John Minchillo / AP

It isn’t news that presidential candidates are logging on to Facebook to rustle up followers and spread their messages. What is new, as The New York Times recently reported, is how involved Facebook is getting in providing social media services to those candidates.

In the past three years, the company has doubled its political team, according to the Times. New video capabilities on the site and the ability to upload voter files are said to be two of the most important features that the social media giant is providing to the campaigns. What will likely have the biggest impact is how these candidates advertise on the popular platform. Facebook has already made news with its breakdown of data concerning how many people are talking about certain candidates in specific geographical areas, and that’s likely just the beginning.

“They provide something that political campaigns have wanted for, really, as long as there [have] been political campaigns, which is a really precise way to target the people they’re interested in talking to,” Chris Calabrese, the vice president of policy at the Center for Democracy and Technology, told Truthdig.

Facebook collects a massive amount of data from users, and the information candidates can use from that data is extremely valuable to a campaign. Calabrese doesn’t believe Facebook is selling or sharing user information directly, as that data is too valuable to Facebook, but the company is likely having candidates pay to have Facebook show targeted ads based on the data it has collected.

“If they see you’re talking about wind surfing, they can infer you’re probably interested in water sports and recreation generally,” he said. “They also know a lot that they can infer from who we are friends with and who we contact—the people we’re closest to. They infer things from our network.” If most of the people you regularly contact are of a certain mindset and cultural background, then Facebook can be pretty sure that you’re similar to them in certain ways that its system can figure out.

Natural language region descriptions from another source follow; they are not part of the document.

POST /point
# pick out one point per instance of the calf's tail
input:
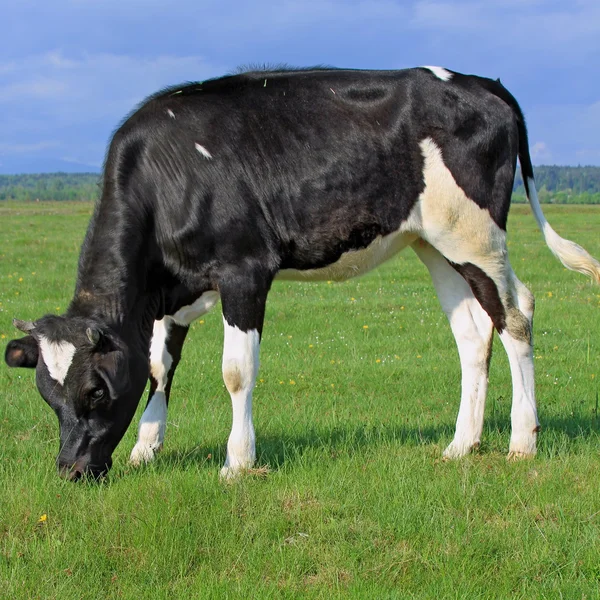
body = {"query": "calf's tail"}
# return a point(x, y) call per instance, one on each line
point(570, 254)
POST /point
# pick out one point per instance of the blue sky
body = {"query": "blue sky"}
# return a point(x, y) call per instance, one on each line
point(70, 70)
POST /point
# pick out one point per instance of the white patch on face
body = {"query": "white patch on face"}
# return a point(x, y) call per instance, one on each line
point(185, 315)
point(440, 72)
point(203, 151)
point(57, 357)
point(240, 367)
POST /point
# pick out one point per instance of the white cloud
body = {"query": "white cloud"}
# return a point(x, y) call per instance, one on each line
point(27, 148)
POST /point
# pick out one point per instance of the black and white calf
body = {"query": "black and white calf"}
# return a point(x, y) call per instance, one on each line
point(213, 190)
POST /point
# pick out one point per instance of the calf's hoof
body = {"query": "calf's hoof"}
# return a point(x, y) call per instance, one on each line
point(143, 453)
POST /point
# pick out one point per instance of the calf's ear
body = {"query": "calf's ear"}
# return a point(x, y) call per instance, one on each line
point(22, 353)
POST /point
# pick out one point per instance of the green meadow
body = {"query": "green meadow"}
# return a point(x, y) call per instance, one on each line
point(357, 398)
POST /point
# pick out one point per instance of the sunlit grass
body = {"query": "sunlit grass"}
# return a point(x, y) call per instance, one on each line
point(357, 397)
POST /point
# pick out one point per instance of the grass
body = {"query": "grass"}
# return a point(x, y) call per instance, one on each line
point(358, 394)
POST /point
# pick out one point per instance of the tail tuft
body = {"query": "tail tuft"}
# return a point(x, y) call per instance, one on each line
point(570, 254)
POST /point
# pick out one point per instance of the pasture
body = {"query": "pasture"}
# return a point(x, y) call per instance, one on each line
point(357, 397)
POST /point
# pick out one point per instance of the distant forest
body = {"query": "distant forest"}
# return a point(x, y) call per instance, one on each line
point(556, 185)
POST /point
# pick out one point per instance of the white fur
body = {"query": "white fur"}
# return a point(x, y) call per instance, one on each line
point(57, 357)
point(523, 413)
point(465, 233)
point(570, 254)
point(187, 314)
point(472, 329)
point(203, 151)
point(440, 72)
point(151, 431)
point(240, 366)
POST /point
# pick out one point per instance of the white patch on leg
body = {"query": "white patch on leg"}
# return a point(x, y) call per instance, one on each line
point(240, 366)
point(440, 72)
point(57, 357)
point(472, 329)
point(185, 315)
point(523, 414)
point(151, 430)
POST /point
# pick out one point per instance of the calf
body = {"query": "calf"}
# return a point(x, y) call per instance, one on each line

This is a concern, Calabrese said, because it could completely change the playing field in the political arena. If Facebook knows you’re a liberal woman in Oregon who wants to protect the environment, it can tailor ads to make a politician appear to be in line with your ideals, even if that isn’t entirely the case. “The danger is that you can be all things to all people,” Calabrese said. “Ultimately, if you’re sort of saying radically different things about your positions, not changing them but emphasizing them in very different ways, it’s going to be much harder for individuals to assess you as a candidate.”

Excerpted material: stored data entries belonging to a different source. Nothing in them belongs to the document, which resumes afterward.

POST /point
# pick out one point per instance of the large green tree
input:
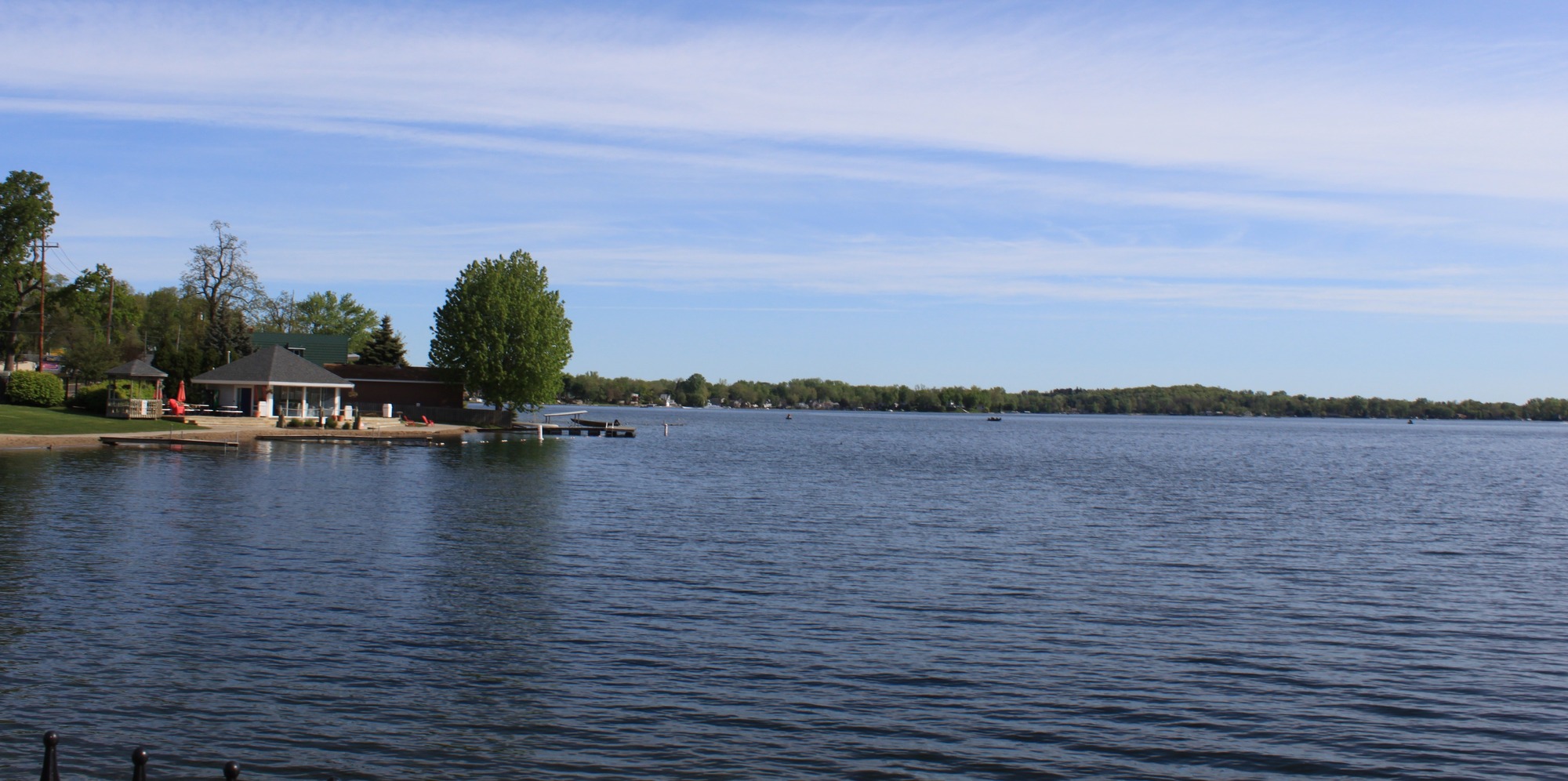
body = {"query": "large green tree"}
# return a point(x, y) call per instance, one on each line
point(385, 349)
point(504, 333)
point(27, 214)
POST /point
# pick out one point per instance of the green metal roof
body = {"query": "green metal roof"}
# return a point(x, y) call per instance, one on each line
point(319, 349)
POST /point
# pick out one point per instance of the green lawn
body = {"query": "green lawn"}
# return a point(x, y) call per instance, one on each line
point(37, 421)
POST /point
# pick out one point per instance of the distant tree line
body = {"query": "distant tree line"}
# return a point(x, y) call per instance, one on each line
point(1152, 401)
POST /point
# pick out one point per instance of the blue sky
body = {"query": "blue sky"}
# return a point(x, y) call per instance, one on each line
point(1324, 198)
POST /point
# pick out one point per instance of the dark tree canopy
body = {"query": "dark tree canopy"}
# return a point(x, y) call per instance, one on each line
point(504, 333)
point(385, 349)
point(27, 214)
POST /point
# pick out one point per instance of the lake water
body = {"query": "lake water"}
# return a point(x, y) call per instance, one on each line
point(841, 595)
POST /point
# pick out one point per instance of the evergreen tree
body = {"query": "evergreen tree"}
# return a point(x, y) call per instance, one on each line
point(385, 349)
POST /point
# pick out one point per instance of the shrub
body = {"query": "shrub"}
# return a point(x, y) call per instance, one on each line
point(35, 390)
point(95, 398)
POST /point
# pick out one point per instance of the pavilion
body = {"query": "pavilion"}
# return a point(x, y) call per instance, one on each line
point(277, 382)
point(122, 404)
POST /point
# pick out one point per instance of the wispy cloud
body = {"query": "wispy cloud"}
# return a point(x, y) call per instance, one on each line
point(1117, 117)
point(1319, 104)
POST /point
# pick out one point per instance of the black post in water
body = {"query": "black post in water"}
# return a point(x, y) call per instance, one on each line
point(51, 761)
point(140, 760)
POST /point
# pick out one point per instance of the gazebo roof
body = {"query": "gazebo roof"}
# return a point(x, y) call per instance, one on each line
point(137, 369)
point(272, 366)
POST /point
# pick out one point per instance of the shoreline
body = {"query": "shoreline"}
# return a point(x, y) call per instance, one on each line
point(241, 434)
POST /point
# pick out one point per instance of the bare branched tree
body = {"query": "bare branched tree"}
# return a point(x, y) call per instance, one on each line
point(220, 275)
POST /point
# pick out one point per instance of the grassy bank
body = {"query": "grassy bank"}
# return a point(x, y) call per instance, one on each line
point(37, 421)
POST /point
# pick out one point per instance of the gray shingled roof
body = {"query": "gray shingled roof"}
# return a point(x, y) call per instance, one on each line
point(137, 369)
point(272, 366)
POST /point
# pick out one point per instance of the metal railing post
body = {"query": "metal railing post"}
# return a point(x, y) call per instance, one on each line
point(51, 760)
point(139, 758)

Say, for example, that good ol’ Donald Trump has said he’s interested in protecting a certain wildlife refuge (for whatever reason), but overall he’s not a huge fan of maintaining environmental standards and regulations. Facebook could just focus on the one time he said something you might agree with and show you that information.

Daniel Kreiss, an assistant professor in the School of Media and Journalism at the University of North Carolina at Chapel Hill, said he’s not particularly concerned about targeted advertising. “It’s really hard to create personalized communications for individual people,” he told Truthdig. Kreiss said it would take far too much manpower and time to create very specific advertisements for so many users and that it’s more likely the ads will target general groups such as environmentalists, people against taxes or people with an interest in health care. “The way I tend to look at this is that it will enable campaigns to really make an appeal and break through the rest of the noise and clutter that goes on around elections,” he said. Perhaps a candidate who is getting slammed over something innocuous on television will be able to deliver a clearer message over Facebook.

Kreiss also said he doesn’t foresee any privacy concerns that are any different from the concerns some people already have when it comes to advertisers using people’s browsing habits to target people. “I don’t think it raises any fundamentally new questions outside of the broader context of the debate over privacy we’ve been having for a longer period of time,” he said.

Calabrese believes one step that should be taken to increase transparency and help voters make educated decisions is to have some kind of disclaimer on political Facebook ads that explains why the person is receiving the advertisement. “You’re seeing this because you follow the NRA and have identified yourself as a Republican,” one disclaimer might say. In that way, people might at least realize they are being targeted and why.

One thing everyone seems to agree on is that this is a growing industry, and business models like the one Facebook is pioneering will likely shape the future of political advertising. For better or worse, political campaigns are about to become more streamlined and effective than ever before.

That being said, we will at least be able to Google any claims made in those ads to try to figure out if they are accurate or not.